A Very British Murder, Part Three: The Golden Age. Television Review. B.B.C.

Liverpool Sound and Vision Rating 9/10

Murder is no parlour game likely to be solved on the last page but in act of terrible and terrifying significance.”, so relished with glee Dr. Lucy Worsley as she read from the book that set a new style of British crime fiction, Graham Greene’s Brighton Rock.

The final part of Dr. Lucy Worsley’s fascinating look at the British pre-occupation with murder centred on the Edwardian age and beyond. From the terrible murder involving the seemingly innocuous Dr. Hawley Harvey Crippen through to the way that murder became almost sanitised, cleaned and cleansed as parlour games and the rise of cinema and its own Golden Age of Film Noir in which the murderer became the celebrity in classics such as Brighton Rock and the outstanding Alfred Hitchcock film Sabotage.

Dr. Worsley’s echoing of the quote that adorned Graham Green’s novel seems to capture the way that 100 years on from the Crippen case, the nation still seems to be obsessed with the thought of the nefarious crime. She urged the viewer to look through their television planners and see the amount of crime that gets solved through the detection of various detectives, both amateur and professional. Dr. Worsley could have gone further by suggesting the next time you pick up a newspaper or magazine, just how many of those watching her enthuse about the subject will go over the smallest detail in an attempt to try and solve the case before the modern day police.

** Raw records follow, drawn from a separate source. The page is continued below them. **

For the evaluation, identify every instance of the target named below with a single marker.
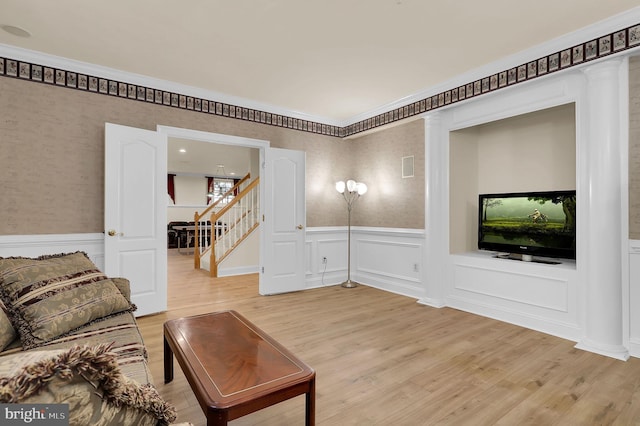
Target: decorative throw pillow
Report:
(86, 378)
(50, 296)
(7, 332)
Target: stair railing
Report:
(233, 224)
(205, 232)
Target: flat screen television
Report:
(528, 223)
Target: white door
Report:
(135, 211)
(284, 222)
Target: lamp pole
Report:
(351, 191)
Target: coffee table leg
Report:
(310, 409)
(168, 362)
(217, 418)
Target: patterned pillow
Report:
(50, 296)
(7, 332)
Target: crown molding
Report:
(503, 73)
(582, 35)
(59, 62)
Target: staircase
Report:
(220, 229)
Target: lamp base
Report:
(349, 284)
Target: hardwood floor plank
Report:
(383, 359)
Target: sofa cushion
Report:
(7, 332)
(89, 380)
(49, 296)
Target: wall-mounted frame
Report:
(407, 167)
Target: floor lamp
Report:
(351, 191)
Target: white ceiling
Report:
(331, 60)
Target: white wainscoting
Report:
(634, 298)
(390, 259)
(533, 295)
(38, 245)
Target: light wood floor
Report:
(382, 359)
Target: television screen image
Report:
(533, 223)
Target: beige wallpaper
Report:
(634, 148)
(377, 161)
(52, 157)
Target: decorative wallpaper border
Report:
(600, 47)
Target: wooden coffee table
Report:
(233, 367)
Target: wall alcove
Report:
(531, 152)
(556, 133)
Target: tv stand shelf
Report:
(523, 258)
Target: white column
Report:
(601, 256)
(436, 210)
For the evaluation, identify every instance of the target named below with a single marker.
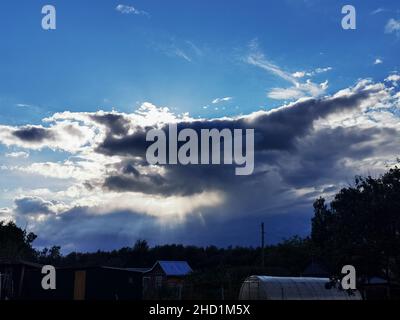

The pre-second World War may have become sanitised with the advent of games and the thousands of books that were written, some formulaic, some of them simply brilliant, especially the works of Dorothy L. Sayers and Agatha Christie but if Dr. Worsley had continued on, past the destruction of life on the biggest scale ever seen, would that still have been the case. Murder in the 19th and early 20th Century may have been brutal, calculating and abhorrent but it was, with a couple of exceptions, almost sensationalised in the rush to sell more fiction, the drive to appeal to a more literate society, now the celebrity of murder seems to have taken that next turn with more and more books dedicated to true life murder. Somehow the significance of no longer being a parlour game is all too terrifying.

An exceptional series presented by a very knowledgeable and enthusiastic historian.